Por otra parte, se sostiene que el ranking de notas sería un mejor indicador del desempeño potencial de los jóvenes en la universidad que la PSU. Sobre la base de este planteamiento, se concluye que las universidades más selectivas estarían dejando fuera de sus aulas a los más capacitados para cursar estudios superiores, validando sin razones un acceso desigual a ellas. Si estos argumentos fuesen efectivos, no quedaría más que validar este cambio y denunciar la miopía de las casas de estudios superiores más selectivas que han estado por años renunciando a los jóvenes de mayor potencial y rechazando un acceso más igualitario a sus campus. No faltará quien atribuya dicha miopía a intereses de clase.
Pero la verdad es que la evidencia que se ofrece para respaldar la idea de que el ranking de notas proyecta mejor que la PSU (o antes la PAA) el desempeño futuro de los seleccionados a la universidad es extraordinariamente débil, por no decir equívoca.
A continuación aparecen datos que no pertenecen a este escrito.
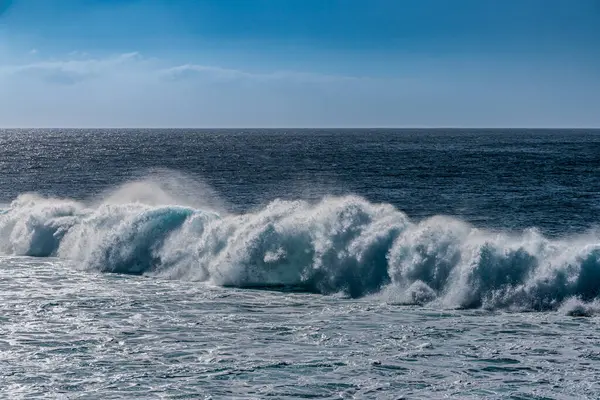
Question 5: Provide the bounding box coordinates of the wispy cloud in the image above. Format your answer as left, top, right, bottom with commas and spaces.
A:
0, 52, 360, 86
160, 64, 255, 81
160, 63, 361, 83
0, 51, 384, 127
1, 52, 143, 84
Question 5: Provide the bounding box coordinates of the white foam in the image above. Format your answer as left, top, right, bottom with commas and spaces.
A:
1, 176, 599, 311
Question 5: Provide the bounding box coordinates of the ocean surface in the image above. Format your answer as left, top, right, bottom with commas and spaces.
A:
1, 128, 600, 399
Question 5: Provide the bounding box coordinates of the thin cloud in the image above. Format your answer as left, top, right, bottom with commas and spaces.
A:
1, 52, 361, 86
1, 52, 142, 84
160, 63, 363, 83
161, 64, 254, 81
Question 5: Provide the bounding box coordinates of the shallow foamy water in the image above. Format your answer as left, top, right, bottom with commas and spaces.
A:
2, 256, 600, 399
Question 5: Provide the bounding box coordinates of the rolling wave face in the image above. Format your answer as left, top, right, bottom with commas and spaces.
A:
0, 194, 82, 257
386, 219, 600, 310
59, 205, 194, 274
157, 197, 408, 297
1, 183, 599, 311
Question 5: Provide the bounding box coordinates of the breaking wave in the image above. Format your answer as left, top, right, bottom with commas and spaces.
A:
1, 178, 599, 312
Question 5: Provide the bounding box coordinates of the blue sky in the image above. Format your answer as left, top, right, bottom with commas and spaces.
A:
0, 0, 599, 127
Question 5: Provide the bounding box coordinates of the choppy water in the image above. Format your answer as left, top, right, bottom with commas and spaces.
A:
1, 129, 600, 399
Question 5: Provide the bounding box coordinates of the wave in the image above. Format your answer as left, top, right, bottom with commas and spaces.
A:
1, 178, 599, 312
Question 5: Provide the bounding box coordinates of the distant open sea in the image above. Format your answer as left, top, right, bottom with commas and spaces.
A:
1, 128, 600, 399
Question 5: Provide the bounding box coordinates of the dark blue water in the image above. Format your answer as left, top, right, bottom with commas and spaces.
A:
1, 129, 600, 399
2, 129, 599, 235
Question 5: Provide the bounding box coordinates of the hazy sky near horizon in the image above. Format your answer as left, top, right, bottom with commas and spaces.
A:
0, 0, 599, 128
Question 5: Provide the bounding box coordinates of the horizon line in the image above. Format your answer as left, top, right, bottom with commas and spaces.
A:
1, 127, 600, 130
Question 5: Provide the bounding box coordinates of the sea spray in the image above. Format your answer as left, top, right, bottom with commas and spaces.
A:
1, 179, 600, 311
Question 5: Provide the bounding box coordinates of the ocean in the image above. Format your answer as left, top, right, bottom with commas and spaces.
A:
1, 128, 599, 399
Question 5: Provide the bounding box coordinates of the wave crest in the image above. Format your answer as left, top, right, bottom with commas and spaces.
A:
1, 182, 599, 312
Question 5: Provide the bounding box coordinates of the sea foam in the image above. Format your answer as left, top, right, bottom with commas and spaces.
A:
1, 178, 599, 311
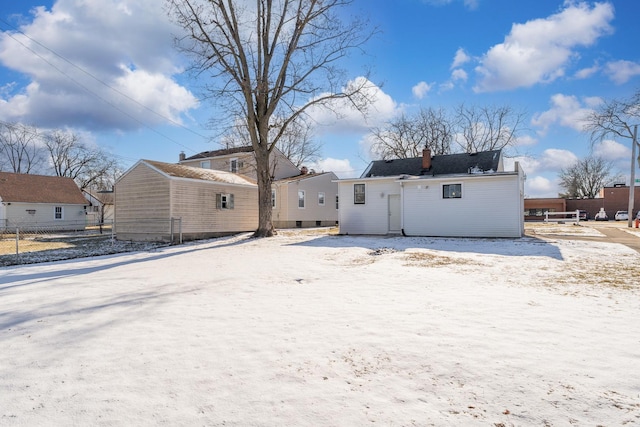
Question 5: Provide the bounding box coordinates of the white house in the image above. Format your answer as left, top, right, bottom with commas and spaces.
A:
0, 172, 88, 230
337, 149, 525, 238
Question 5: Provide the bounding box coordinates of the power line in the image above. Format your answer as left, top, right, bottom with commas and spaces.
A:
0, 18, 209, 154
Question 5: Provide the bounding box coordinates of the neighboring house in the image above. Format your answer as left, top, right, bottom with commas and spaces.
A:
337, 149, 525, 238
272, 168, 339, 228
0, 171, 87, 230
115, 160, 258, 242
83, 190, 115, 225
179, 145, 300, 180
180, 145, 339, 229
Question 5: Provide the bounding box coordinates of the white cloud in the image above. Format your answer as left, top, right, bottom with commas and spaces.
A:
412, 81, 433, 99
540, 148, 579, 171
593, 139, 631, 161
531, 93, 594, 134
307, 158, 355, 178
604, 60, 640, 85
574, 64, 600, 79
451, 69, 468, 82
513, 134, 538, 147
307, 77, 399, 135
473, 2, 614, 92
526, 175, 557, 198
451, 48, 471, 69
504, 155, 540, 175
0, 0, 198, 130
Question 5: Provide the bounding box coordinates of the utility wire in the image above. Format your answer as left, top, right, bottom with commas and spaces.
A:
0, 18, 209, 154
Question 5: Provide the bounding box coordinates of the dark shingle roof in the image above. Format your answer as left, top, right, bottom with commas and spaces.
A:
0, 172, 87, 204
184, 146, 254, 160
362, 150, 502, 178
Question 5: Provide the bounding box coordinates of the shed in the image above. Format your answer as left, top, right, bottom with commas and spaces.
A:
115, 160, 258, 242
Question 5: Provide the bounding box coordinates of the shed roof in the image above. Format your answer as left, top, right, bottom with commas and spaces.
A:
143, 160, 257, 186
362, 150, 502, 178
0, 172, 87, 204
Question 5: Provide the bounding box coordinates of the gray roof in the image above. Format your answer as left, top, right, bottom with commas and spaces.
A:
184, 146, 254, 160
362, 150, 502, 178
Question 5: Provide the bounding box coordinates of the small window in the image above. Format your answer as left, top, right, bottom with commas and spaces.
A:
354, 184, 365, 204
54, 206, 63, 220
318, 192, 325, 206
443, 184, 462, 199
271, 189, 276, 208
230, 158, 238, 173
200, 160, 211, 169
216, 193, 235, 209
298, 190, 305, 208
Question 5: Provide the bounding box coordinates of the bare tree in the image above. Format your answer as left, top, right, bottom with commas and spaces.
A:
370, 107, 453, 160
43, 130, 121, 190
168, 0, 375, 237
454, 104, 526, 153
0, 122, 46, 173
584, 88, 640, 150
558, 155, 620, 199
220, 115, 321, 168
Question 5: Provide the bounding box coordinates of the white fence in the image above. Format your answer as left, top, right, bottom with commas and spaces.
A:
544, 210, 581, 224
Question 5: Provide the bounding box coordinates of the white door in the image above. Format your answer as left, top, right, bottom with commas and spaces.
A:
388, 194, 401, 233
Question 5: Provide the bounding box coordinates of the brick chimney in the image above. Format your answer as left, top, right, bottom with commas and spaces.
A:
422, 148, 432, 170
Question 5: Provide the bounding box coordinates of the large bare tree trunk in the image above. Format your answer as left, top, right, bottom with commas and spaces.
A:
254, 145, 274, 237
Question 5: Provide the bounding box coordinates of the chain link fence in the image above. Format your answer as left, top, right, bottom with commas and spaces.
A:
0, 218, 182, 267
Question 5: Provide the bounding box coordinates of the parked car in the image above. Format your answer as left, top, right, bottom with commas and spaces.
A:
578, 210, 590, 221
595, 210, 609, 221
614, 210, 629, 221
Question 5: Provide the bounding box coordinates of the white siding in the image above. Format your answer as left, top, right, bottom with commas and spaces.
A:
403, 174, 522, 238
4, 202, 86, 229
338, 179, 401, 235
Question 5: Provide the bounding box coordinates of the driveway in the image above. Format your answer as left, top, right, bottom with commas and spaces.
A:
526, 220, 640, 254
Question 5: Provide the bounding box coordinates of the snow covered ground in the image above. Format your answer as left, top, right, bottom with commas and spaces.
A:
1, 227, 639, 426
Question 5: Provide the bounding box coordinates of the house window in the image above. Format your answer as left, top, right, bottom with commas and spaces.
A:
335, 195, 339, 210
200, 160, 211, 169
271, 189, 276, 208
216, 193, 235, 209
354, 184, 365, 204
230, 158, 239, 173
443, 184, 462, 199
298, 190, 305, 208
318, 192, 325, 206
54, 206, 63, 220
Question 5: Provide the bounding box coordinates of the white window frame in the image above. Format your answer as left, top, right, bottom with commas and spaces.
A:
335, 195, 339, 210
318, 192, 325, 206
442, 183, 462, 199
54, 206, 63, 220
271, 189, 276, 208
200, 160, 211, 169
298, 190, 305, 209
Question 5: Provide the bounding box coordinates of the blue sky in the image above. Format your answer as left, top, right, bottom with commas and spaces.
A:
1, 0, 639, 197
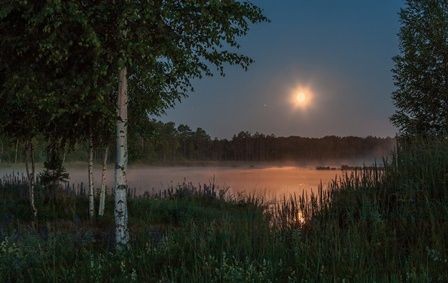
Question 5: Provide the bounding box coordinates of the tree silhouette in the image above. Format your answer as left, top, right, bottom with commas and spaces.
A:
392, 0, 448, 136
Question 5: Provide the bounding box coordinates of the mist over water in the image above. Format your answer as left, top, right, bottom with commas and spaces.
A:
0, 162, 373, 199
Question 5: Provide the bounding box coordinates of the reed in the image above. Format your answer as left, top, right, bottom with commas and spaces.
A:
0, 138, 447, 281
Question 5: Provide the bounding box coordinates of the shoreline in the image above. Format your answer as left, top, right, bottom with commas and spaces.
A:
0, 158, 384, 170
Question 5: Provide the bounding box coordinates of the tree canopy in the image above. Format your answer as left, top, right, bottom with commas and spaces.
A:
0, 0, 268, 247
392, 0, 448, 136
0, 1, 114, 149
1, 0, 268, 147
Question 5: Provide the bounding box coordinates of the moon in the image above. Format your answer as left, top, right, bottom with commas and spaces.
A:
291, 85, 313, 110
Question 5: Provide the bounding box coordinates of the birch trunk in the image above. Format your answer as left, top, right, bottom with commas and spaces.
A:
115, 67, 129, 248
98, 145, 109, 216
24, 141, 37, 219
88, 133, 95, 218
14, 139, 18, 163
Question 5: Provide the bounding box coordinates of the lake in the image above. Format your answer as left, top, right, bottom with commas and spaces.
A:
0, 164, 344, 199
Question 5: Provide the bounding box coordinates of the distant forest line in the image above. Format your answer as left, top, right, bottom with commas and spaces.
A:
0, 120, 395, 164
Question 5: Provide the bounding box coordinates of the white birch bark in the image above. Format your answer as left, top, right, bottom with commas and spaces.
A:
115, 67, 129, 248
88, 133, 95, 218
98, 145, 109, 216
24, 141, 37, 218
30, 142, 36, 217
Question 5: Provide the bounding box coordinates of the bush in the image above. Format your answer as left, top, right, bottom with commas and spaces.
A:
0, 139, 447, 281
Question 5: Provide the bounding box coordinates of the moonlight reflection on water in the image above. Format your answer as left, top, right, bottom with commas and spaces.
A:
74, 165, 341, 199
0, 164, 344, 200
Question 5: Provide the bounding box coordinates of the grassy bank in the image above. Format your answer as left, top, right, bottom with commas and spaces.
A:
0, 140, 447, 282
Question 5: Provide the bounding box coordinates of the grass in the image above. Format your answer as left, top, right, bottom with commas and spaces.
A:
0, 139, 447, 282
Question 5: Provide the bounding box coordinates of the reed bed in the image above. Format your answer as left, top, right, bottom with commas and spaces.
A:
0, 139, 447, 282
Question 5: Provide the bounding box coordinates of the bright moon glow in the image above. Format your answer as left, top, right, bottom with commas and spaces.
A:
290, 86, 313, 110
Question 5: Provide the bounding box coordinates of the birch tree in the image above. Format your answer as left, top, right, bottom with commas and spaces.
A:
24, 140, 37, 218
88, 132, 95, 218
1, 1, 116, 205
115, 67, 130, 246
0, 69, 43, 218
1, 1, 267, 248
1, 3, 116, 179
95, 1, 267, 248
98, 145, 109, 217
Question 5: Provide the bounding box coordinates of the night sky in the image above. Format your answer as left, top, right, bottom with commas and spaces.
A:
162, 0, 405, 139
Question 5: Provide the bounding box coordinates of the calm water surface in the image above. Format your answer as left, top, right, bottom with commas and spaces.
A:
1, 165, 342, 199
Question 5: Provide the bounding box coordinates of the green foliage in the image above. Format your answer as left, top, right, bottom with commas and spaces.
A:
392, 0, 448, 136
0, 122, 394, 164
126, 120, 394, 162
0, 0, 268, 178
105, 0, 269, 134
39, 143, 69, 189
0, 1, 114, 146
0, 139, 448, 281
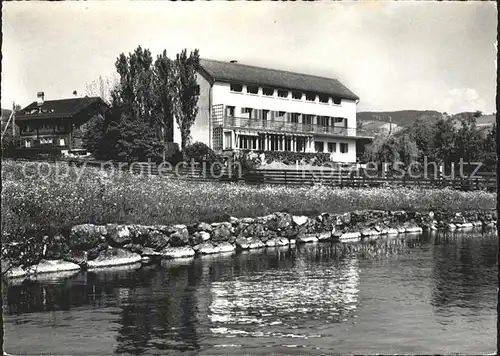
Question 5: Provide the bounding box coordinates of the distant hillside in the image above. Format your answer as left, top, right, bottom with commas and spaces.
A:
357, 110, 443, 128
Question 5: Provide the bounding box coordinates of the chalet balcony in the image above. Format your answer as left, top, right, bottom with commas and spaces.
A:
214, 116, 373, 138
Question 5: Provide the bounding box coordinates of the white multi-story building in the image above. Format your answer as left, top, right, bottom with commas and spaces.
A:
177, 58, 372, 163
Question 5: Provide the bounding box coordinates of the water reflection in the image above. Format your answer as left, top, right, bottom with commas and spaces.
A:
3, 231, 497, 355
207, 245, 360, 339
430, 231, 497, 319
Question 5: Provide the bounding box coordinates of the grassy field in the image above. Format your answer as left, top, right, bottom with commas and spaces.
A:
1, 160, 496, 238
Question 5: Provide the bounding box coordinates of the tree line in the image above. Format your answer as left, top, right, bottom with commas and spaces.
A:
83, 46, 200, 163
362, 111, 497, 173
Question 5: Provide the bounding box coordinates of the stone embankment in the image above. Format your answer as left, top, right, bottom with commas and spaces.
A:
4, 209, 497, 279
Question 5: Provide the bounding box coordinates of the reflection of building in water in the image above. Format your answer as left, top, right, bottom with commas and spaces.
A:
206, 245, 360, 336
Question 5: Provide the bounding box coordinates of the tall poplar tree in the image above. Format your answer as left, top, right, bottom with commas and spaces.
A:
173, 49, 200, 152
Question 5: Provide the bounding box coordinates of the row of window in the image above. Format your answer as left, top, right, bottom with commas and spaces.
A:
226, 106, 347, 126
21, 124, 66, 133
24, 108, 56, 115
23, 137, 66, 148
229, 83, 342, 105
315, 141, 349, 154
224, 132, 349, 154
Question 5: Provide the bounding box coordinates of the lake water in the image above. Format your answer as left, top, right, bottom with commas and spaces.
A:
3, 230, 497, 355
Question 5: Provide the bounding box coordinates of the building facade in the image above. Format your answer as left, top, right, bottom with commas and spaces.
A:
15, 96, 107, 155
184, 59, 372, 163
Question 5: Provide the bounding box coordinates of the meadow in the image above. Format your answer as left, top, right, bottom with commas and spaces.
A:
1, 159, 496, 240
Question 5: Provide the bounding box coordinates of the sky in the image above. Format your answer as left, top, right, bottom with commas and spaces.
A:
2, 1, 497, 114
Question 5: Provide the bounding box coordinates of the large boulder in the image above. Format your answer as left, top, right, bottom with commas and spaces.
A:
107, 224, 132, 246
279, 225, 299, 239
247, 237, 265, 249
5, 259, 81, 279
144, 231, 170, 251
211, 224, 232, 243
292, 215, 308, 226
197, 222, 213, 233
265, 212, 293, 231
265, 237, 290, 247
194, 242, 219, 255
168, 225, 190, 247
68, 224, 107, 250
140, 247, 163, 258
189, 231, 208, 246
87, 248, 142, 269
87, 243, 109, 260
161, 246, 195, 259
241, 222, 269, 240
235, 236, 250, 250
240, 217, 255, 224
217, 242, 236, 253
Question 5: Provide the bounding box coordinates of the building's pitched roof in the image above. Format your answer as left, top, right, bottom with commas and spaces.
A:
199, 58, 359, 101
16, 96, 106, 120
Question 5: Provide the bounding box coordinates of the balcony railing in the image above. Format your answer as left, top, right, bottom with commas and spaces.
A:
214, 116, 372, 138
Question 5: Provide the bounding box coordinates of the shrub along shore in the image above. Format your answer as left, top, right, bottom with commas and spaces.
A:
3, 209, 497, 279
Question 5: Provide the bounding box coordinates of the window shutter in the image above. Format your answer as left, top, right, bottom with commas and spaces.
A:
286, 112, 291, 123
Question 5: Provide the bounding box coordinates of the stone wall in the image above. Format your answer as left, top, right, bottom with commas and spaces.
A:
4, 209, 497, 279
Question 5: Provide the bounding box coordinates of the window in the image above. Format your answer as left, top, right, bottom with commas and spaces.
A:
285, 136, 292, 151
290, 113, 300, 123
40, 138, 53, 145
303, 114, 314, 125
24, 140, 31, 148
319, 94, 329, 103
262, 87, 274, 96
333, 97, 342, 105
230, 83, 243, 92
226, 106, 235, 117
239, 135, 257, 150
328, 142, 336, 153
315, 141, 324, 153
277, 89, 288, 98
318, 116, 330, 126
305, 92, 316, 101
276, 111, 286, 119
55, 124, 65, 131
292, 91, 302, 100
296, 137, 306, 152
333, 117, 347, 128
241, 107, 253, 115
59, 138, 66, 146
247, 85, 259, 94
340, 143, 349, 153
22, 125, 34, 133
224, 131, 232, 149
194, 85, 200, 95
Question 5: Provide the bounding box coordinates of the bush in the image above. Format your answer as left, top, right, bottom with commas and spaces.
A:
184, 141, 221, 164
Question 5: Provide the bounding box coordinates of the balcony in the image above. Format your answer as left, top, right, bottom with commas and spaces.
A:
213, 116, 373, 138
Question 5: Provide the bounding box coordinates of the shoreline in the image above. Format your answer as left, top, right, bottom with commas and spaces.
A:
3, 209, 497, 280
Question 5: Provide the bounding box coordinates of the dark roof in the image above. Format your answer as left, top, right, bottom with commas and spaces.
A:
199, 58, 359, 101
16, 96, 106, 120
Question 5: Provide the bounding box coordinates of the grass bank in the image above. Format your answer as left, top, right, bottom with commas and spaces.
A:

En efecto, se funda en estudios que correlacionan el ranking de notas con los desempeños en la universidad, tasa de retención y egreso oportuno, entre otros factores. Pero no lo hace con una muestra de jóvenes seleccionados de manera aleatoria (ninguna institución estaría dispuesta a hacer este experimento), sino que utilizando un grupo que precisamente ha sido elegido para cursar estudios universitarios descansando, en una proporción importante, sobre la PSU (o PAA). En una carrera específica, ellos obviamente tienen pocas diferencias de puntaje PSU. ¡Por algo fueron seleccionados en ella! Como las notas han tenido habitualmente menos peso en el proceso de selección, ellas, y también los rankings, exhiben una mayor dispersión. Los estudios disponibles no hacen ningún esfuerzo para corregir este hecho. Así, las correlaciones positivas sólo indicarían que entre un grupo de estudiantes de puntajes similares en la PSU el ranking de notas es una variable útil para proyectar su desempeño futuro. Por cierto, como no poseemos información sobre otras variables que pueden ser de interés, cabe la posibilidad de que dicha correlación sea espuria. En cualquier caso, a partir de esa comprobación es imposible desprender lo que está detrás del cambio en el AFI. Esto es que si consideráramos a un estudiante cualquiera, su ranking de notas resultaría ser un mejor descriptor de desempeño en la educación superior que su PSU.
Hay buenas razones para pensar que ello no es así. Hay que recordar que se acepta que las notas, por ser las exigencias entre establecimientos muy diferentes, no son un buen instrumento para proyectar el desempeño potencial de los estudiantes en la educación superior. Sin embargo, se argumenta que ello no invalida el ranking como un mejor indicador. Pero, qué sentido tiene la comparación entre rankings de establecimientos cuyos niveles de exigencia son muy distintos. Entre los estudiantes de ambos establecimientos se produce una brecha de competencias y habilidades que vuelve al ranking muy poco informativo. La evidencia disponible no permite validar el cambio que se pretende hacer en el AFI. Como el cambio es tan riesgoso, las universidades más selectivas seguramente no modificarán sus criterios de selección. La principal consecuencia de esta medida será una redistribución de recursos hacia universidades de menores estándares. Se habrá perdido así uno de los pocos instrumentos que recompensan a las instituciones que se preocupan por entregar una docencia de calidad. Sólo por esta razón la señal no es buena. Pero también es inadecuada porque antes de insistir en aquellas iniciativas que efectivamente pueden corregir los problemas de falta de igualdad en el acceso a las instituciones de educación superior se privilegia una ingeniería social de discutible efectividad.